Most of the inscription appearing on the back of the square plinth on which the present figure sits is indecipherable. However, the first four characters appear to be, yong ping wu yuan, which may be translated, '1st year of Yongping'. Yongping is the name of a reign period used by several Chinese rulers. It is possible that the reign period in question might be that of Xuan Wudi, of the Northern Wei dynasty which began in AD 508. Some of the other characters appear to be zao shi jia..., which may be translated, 'made [an image of] Shijia (i.e. Sakyamuni Buddha]'.

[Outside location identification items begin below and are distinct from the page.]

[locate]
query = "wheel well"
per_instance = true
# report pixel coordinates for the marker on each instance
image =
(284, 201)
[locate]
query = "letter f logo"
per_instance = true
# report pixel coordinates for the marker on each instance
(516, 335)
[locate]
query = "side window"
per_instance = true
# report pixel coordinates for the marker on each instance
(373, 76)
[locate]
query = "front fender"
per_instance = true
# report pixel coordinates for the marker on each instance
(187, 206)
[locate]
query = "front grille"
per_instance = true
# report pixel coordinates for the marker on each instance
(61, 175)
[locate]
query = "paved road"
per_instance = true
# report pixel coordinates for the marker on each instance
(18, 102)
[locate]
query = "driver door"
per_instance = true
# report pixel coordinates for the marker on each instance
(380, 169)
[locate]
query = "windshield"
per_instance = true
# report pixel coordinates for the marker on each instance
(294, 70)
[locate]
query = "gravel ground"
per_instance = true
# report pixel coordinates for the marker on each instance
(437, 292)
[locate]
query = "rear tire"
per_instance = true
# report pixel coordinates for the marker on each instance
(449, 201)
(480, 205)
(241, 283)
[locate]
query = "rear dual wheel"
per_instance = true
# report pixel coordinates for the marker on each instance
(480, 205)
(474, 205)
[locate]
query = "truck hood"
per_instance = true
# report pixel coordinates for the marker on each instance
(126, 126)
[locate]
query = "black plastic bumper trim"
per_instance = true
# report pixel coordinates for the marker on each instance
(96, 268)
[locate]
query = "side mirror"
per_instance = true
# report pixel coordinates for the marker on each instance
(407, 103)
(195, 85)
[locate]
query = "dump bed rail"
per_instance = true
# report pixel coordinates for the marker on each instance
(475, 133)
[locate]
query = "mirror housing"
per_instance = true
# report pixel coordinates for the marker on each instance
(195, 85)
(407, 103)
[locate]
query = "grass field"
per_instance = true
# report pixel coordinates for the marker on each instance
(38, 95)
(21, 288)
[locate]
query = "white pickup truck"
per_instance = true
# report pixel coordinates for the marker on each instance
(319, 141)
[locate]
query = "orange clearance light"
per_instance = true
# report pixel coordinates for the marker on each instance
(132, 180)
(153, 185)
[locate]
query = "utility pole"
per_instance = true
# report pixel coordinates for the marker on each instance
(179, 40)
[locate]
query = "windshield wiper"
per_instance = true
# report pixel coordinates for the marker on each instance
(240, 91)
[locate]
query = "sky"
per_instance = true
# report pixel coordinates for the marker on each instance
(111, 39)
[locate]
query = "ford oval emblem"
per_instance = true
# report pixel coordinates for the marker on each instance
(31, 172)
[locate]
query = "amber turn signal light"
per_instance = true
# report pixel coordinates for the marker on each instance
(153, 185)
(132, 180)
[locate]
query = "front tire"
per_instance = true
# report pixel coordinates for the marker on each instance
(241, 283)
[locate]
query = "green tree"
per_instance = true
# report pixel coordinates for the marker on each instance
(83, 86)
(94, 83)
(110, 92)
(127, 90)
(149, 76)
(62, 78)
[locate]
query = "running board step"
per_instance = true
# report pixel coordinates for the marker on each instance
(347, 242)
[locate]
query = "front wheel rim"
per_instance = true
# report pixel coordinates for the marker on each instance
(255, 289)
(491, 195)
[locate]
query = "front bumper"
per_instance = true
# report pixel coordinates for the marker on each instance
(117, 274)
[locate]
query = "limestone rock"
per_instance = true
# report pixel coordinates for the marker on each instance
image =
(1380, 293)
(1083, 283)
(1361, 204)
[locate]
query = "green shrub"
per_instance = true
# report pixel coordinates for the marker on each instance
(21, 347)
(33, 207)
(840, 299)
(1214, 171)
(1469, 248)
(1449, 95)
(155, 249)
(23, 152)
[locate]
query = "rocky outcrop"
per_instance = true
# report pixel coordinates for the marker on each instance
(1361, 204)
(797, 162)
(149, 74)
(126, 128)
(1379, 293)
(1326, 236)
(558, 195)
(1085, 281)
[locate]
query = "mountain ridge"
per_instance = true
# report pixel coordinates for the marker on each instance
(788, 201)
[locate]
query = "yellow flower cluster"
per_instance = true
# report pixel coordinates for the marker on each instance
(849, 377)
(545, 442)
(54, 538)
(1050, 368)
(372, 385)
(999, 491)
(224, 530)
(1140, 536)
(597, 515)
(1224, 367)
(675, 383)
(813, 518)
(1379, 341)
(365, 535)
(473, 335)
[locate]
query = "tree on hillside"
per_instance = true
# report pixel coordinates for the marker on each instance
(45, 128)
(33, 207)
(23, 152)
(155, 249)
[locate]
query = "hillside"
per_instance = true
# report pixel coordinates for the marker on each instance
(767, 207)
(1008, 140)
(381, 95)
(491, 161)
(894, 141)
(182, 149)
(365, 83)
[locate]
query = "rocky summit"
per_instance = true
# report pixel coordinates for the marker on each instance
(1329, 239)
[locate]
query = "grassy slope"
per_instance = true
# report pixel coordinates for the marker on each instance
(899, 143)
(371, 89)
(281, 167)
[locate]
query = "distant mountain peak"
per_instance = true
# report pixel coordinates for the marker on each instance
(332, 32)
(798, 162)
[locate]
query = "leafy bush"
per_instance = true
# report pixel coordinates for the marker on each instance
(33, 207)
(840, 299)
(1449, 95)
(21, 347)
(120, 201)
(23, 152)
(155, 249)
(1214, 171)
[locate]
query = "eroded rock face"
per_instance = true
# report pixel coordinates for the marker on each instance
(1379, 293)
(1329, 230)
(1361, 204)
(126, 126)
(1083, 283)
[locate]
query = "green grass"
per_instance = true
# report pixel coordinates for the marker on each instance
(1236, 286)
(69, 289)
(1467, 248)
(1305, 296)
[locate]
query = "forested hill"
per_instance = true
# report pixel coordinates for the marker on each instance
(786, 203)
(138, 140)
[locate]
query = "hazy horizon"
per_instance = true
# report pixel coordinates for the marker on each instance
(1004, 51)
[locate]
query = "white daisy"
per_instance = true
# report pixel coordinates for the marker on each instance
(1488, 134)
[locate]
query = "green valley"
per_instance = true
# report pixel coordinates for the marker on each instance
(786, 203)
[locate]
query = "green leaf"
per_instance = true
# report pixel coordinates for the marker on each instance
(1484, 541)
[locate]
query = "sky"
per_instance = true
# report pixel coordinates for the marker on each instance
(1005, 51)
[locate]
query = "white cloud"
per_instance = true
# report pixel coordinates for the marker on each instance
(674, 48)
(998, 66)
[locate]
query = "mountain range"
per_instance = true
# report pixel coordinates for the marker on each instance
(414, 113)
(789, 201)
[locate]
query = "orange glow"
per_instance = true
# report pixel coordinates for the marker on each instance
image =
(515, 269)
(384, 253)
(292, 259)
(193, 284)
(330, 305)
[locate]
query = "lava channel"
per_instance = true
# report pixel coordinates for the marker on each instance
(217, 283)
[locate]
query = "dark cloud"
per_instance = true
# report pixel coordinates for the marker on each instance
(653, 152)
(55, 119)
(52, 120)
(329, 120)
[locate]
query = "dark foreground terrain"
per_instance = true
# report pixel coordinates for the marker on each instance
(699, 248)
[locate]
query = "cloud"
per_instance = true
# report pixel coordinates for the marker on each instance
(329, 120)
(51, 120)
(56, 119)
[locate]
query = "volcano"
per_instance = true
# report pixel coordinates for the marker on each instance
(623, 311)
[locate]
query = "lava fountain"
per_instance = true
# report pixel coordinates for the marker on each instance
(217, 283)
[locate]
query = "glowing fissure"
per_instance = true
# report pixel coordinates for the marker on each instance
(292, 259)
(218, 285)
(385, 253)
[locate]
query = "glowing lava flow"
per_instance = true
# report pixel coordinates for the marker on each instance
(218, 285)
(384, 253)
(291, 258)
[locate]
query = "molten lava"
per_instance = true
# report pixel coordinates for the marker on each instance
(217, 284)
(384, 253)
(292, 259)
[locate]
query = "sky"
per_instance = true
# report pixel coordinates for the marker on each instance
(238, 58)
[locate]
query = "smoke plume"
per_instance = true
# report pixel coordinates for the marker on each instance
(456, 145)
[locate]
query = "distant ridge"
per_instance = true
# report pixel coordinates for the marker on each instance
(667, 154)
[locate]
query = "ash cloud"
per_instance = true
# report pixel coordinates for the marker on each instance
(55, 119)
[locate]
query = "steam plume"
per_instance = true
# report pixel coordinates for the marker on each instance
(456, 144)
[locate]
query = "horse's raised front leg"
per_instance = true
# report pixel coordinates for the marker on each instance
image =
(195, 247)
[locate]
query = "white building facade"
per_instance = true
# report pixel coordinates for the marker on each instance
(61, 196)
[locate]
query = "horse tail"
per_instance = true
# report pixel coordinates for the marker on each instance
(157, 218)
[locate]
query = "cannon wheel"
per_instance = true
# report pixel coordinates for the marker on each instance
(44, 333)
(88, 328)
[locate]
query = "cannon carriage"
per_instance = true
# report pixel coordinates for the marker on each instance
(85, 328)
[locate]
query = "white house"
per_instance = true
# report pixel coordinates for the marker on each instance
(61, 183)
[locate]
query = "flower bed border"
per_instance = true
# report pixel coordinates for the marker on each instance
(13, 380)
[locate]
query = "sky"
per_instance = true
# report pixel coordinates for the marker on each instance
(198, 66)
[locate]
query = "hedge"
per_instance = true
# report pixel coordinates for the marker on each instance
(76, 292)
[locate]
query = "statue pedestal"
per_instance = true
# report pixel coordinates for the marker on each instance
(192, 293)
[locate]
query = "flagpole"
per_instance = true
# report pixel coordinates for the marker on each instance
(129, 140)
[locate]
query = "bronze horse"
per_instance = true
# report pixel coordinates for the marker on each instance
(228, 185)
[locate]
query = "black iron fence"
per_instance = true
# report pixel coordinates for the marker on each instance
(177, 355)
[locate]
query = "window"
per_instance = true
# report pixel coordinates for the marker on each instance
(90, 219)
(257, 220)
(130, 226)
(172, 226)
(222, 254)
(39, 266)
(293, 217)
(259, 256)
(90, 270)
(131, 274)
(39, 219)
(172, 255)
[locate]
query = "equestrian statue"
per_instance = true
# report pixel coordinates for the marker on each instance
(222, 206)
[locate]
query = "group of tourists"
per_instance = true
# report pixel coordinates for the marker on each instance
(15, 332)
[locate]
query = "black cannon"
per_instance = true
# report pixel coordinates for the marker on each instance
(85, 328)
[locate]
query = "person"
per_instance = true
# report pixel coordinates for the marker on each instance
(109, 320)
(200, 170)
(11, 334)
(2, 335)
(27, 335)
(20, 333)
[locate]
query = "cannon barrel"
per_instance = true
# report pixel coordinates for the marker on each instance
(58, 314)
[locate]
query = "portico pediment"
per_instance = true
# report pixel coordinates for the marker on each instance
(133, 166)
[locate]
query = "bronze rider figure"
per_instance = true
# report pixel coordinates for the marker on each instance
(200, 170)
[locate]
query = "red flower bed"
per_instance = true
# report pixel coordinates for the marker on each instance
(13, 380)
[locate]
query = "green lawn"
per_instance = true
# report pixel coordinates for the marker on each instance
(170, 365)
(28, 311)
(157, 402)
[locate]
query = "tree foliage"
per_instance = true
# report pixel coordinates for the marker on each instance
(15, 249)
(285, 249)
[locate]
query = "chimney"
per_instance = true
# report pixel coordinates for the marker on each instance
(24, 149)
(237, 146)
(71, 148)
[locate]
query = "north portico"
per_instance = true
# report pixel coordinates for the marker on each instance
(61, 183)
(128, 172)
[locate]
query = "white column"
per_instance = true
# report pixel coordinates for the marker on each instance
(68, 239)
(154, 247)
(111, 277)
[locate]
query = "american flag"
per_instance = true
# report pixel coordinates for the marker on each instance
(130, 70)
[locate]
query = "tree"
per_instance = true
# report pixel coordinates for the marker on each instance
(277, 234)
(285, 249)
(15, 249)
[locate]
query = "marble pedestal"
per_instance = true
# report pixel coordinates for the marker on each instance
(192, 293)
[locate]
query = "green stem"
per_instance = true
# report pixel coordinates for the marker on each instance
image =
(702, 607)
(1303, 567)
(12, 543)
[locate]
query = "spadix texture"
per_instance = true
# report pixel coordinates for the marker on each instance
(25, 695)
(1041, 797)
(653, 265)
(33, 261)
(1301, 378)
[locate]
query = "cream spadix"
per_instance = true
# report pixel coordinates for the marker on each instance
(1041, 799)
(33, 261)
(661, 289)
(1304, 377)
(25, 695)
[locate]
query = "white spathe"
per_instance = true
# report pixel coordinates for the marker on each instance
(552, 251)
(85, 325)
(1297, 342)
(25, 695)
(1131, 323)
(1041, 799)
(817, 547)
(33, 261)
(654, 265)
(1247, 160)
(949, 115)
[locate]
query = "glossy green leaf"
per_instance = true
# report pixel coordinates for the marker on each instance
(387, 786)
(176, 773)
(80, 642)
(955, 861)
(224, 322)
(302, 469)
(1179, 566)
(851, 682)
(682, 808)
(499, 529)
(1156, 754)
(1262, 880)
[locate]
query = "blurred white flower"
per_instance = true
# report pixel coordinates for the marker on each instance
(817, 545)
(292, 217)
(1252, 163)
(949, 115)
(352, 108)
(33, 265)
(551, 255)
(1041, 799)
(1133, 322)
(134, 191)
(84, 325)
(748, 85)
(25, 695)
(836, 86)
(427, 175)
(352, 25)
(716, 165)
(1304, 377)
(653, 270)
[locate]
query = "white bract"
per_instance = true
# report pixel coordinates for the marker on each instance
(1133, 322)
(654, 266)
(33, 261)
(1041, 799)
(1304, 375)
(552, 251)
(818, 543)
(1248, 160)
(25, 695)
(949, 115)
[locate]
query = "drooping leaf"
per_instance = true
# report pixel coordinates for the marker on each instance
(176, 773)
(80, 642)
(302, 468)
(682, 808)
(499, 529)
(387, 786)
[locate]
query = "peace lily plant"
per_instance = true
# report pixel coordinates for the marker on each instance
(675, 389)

This distinctive treatment of the drapery that cascades over the dais in a symmetrical, wave-like pattern can be found on other central Buddha figures in stone steles of Northern Wei date, such as the example from Xi'an, Shaanxi, illustrated by Y. Sugimura, Chinese Sculpture, Bronzes, and Jades in Japanese Collections, Tokyo, 1966, no. 4, and the stele illustrated by S. Matsubara, Chuugoku bukkyo chokokushi ron (The Path of Chinese Buddhist Sculpture), vol. 1, Early Six Dynasties, Tokyo, 1955, no. 179.
See, also, the stone stele that, like the present lot, is dated by inscription to 508, where the central figure of Buddha exhibits a similar squareness to the head and similar angular facial features.